Die Evakuierung der Kroaten Zentralbosniens würde die Möglichkeit schaffen, Zentralbosnien während des Winters völlig von Hilfslieferungen abzuschneiden. Bisher wurde mit Rücksicht auf die Kroaten der Region von kroatischer Seite der UNHCR noch erlaubt, Lebensmittel in diese Gebiete zu bringen, wenn die Lieferungen den Bedarf auch bei weitem nicht decken konnten. Es ist sogar anzunehmen, daß nach einem Scheitern des Genfer Plans zur Aufteilung Bosniens über die militärische Kooperation von serbischer und kroatischer Seite gegen den „gemeinsamen Feind“, die Bosnisch-Herzegowinische Armee (BiH), gesprochen wurde. – Auch das „Parlament“ der selbsternannten Republik Herceg- Bosna hatte vorige Woche in der bosnischen Küstenstadt Neum getagt. Der Ort war nicht zufällig ausgewählt, hatte der bosnisch-herzegowinische Präsident Izetbegović doch vorgeschlagen, Neum zum Hafen eines künftigen restbosnischen Staates zu machen. Die Versammlung wies jedoch territoriale Ansprüche von seiten Restbosniens kategorisch zurück. Sie verwies lediglich darauf, daß die kroatische Hafenstadt Ploce zu einem Freihandelshafen gemacht werden könnte. Die Versammlung hatte sich aber bereiterklärt, grundsätzlich die Bedingungen des Genfer Planes zur Aufteilung Bosniens zu akzeptieren. Kroatische Militärs in dem Gebiet um Stolac, das von der HVO zur Zeit kontrolliert wird, bezweifelten jedoch den Willen der Truppen vor Ort, den Friedensplan zu akzeptieren.
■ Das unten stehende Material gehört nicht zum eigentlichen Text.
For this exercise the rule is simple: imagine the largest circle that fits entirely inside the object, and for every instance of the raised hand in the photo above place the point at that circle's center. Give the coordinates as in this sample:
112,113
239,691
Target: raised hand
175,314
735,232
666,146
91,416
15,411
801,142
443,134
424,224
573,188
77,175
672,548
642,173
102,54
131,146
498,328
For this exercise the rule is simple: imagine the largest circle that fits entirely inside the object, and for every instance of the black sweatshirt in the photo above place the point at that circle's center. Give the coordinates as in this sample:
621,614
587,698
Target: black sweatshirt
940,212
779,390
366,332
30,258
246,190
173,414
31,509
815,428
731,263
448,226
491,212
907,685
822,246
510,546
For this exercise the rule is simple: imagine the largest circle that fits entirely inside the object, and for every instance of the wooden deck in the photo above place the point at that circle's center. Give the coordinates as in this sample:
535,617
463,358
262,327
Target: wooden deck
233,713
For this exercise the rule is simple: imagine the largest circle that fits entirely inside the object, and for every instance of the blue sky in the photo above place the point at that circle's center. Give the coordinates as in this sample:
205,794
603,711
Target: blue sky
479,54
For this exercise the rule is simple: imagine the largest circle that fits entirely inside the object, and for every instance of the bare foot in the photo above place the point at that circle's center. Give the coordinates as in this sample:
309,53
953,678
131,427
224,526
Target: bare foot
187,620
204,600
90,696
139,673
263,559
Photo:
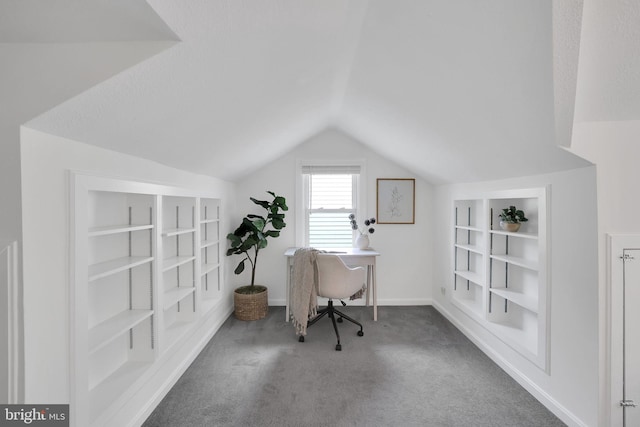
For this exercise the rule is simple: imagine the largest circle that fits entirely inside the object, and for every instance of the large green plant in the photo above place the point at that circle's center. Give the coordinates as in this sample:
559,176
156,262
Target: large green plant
253,232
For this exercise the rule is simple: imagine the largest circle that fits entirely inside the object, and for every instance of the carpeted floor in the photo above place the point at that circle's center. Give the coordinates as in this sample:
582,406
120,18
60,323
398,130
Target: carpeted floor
411,368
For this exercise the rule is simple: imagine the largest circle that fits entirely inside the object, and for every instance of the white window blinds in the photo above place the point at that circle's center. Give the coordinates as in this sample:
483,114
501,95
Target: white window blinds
331,195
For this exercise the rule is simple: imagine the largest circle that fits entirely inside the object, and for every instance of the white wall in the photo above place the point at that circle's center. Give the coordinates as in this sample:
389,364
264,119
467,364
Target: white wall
614,148
45,206
404,269
571,388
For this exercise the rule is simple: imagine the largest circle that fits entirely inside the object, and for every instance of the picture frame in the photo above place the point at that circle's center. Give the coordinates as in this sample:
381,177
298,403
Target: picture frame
396,200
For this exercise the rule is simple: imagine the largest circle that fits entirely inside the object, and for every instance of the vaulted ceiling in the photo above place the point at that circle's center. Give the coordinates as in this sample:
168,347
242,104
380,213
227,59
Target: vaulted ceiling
454,90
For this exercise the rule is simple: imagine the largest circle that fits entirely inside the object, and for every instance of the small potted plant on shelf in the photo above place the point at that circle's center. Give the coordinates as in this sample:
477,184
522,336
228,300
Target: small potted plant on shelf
511,218
362,241
251,301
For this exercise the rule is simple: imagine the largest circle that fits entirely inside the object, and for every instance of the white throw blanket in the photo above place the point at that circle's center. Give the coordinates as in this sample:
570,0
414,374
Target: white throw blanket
304,300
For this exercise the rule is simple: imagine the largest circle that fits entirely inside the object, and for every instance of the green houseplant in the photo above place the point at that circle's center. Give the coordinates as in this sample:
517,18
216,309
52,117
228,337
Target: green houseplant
511,218
247,240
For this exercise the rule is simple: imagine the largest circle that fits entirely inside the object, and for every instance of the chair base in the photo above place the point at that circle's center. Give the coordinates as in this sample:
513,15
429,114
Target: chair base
332,312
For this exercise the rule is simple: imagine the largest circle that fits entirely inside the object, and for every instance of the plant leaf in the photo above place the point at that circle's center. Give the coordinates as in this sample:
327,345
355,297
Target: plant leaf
240,268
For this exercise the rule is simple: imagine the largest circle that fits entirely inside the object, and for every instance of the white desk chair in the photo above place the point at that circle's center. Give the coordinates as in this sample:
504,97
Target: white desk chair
337,281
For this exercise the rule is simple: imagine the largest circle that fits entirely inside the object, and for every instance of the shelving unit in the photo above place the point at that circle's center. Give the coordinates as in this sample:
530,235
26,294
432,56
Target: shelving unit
210,248
146,274
500,277
121,311
468,275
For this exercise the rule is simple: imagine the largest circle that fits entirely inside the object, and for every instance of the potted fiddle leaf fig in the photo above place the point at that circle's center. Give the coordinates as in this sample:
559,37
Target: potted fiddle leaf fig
511,218
251,236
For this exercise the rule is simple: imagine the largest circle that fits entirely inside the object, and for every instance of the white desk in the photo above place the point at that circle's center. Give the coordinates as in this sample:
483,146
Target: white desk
353,257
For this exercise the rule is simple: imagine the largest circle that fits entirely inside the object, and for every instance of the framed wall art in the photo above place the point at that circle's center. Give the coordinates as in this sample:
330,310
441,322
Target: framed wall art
396,200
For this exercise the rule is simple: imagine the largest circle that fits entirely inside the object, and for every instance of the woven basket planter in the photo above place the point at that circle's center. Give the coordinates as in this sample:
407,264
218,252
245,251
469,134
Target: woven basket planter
252,306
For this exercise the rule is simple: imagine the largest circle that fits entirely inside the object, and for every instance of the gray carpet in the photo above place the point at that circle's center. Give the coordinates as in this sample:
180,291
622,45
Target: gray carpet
411,368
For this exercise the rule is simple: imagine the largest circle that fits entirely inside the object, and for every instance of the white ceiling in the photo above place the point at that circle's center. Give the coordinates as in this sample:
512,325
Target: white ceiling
453,90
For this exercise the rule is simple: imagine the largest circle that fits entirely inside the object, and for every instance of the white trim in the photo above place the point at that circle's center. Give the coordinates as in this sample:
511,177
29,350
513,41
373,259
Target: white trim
612,339
360,302
9,254
542,396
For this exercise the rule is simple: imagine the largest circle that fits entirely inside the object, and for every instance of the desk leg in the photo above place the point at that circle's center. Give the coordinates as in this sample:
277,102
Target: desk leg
287,291
368,285
375,293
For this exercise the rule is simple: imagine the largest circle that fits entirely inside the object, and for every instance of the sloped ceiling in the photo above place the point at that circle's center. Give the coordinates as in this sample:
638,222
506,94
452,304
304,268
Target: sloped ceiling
453,90
608,86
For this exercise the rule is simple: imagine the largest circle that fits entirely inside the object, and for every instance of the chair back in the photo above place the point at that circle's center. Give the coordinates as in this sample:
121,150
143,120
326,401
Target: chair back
336,279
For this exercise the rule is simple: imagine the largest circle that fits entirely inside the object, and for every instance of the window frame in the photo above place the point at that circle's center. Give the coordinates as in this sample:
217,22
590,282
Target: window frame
302,195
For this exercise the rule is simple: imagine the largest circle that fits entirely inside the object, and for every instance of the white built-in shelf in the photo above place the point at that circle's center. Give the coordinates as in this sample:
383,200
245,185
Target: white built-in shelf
472,276
526,301
519,234
207,221
208,268
104,393
508,269
468,227
107,268
116,229
470,248
177,231
530,264
207,243
524,341
176,261
174,295
175,331
473,306
105,332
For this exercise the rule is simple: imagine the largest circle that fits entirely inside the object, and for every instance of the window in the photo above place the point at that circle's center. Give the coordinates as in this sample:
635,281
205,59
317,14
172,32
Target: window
330,194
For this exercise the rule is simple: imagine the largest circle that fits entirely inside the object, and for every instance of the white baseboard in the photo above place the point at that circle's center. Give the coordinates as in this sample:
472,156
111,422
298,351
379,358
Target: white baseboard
543,397
9,282
390,302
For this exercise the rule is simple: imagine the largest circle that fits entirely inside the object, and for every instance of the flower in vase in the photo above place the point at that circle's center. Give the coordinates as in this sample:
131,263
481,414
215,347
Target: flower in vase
368,223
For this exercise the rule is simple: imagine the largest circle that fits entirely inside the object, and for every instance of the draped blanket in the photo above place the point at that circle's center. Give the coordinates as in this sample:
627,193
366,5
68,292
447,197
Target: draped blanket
304,299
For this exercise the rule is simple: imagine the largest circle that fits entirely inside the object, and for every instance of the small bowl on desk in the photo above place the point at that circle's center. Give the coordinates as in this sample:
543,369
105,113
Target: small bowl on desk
511,227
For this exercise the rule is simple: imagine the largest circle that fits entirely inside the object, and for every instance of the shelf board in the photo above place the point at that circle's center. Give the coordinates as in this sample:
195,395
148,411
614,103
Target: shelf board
177,231
525,301
471,276
107,391
470,248
469,305
173,262
207,243
469,228
116,229
209,221
107,268
173,296
209,303
105,332
208,268
175,331
519,234
521,262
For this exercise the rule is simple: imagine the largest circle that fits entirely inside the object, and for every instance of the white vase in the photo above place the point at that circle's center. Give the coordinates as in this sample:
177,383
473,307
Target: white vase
362,241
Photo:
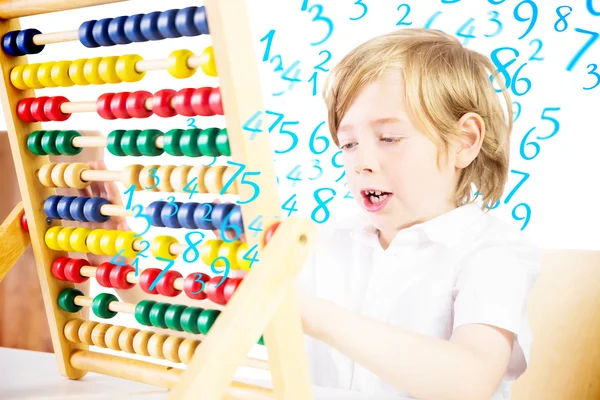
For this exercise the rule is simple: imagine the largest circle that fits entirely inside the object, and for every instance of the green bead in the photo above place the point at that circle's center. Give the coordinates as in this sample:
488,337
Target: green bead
207,319
49,142
100,305
157,315
189,318
146,142
223,143
173,316
171,142
64,143
66,300
114,143
129,143
34,143
189,143
207,142
142,312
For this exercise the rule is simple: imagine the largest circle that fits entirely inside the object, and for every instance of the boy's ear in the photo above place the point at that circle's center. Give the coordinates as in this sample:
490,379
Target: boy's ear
472,130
Und sie bezweifelten auch, ob das erneute Waffenstillstandsabkommen in Mostar eingehalten werden könnte. Die bosnische Armee (BiH) treffe Vorbereitungen, die Stadt Mostar zu erobern.

Dem Ultimatum des kroatischen Präsidenten Tudjman gegenüber der UNO vom letzten Dienstag, als er die Weltorganisation aufforderte, endlich die Bestimmungen des Vance-Planes für Kroatien durchzusetzen oder die Unprofor-Truppen aus den besetzten Gebieten Kroatiens abzuziehen, setzte die UNO die Verlängerung des Mandats der Unprofor um vier Tage entgegen. Das Mandat war Ende September ausgelaufen. Erst am morgigen Dienstag soll der Weltsicherheitsrat über das Thema entscheiden. Während die USA den kroatischen Wünschen entgegenkommen wollen, meldete Rußland die Bereitschaft an, notfalls das Vetorecht zu gebrauchen, um eine Resolution zu Fall zu bringen, die Kroatien entgegenkäme.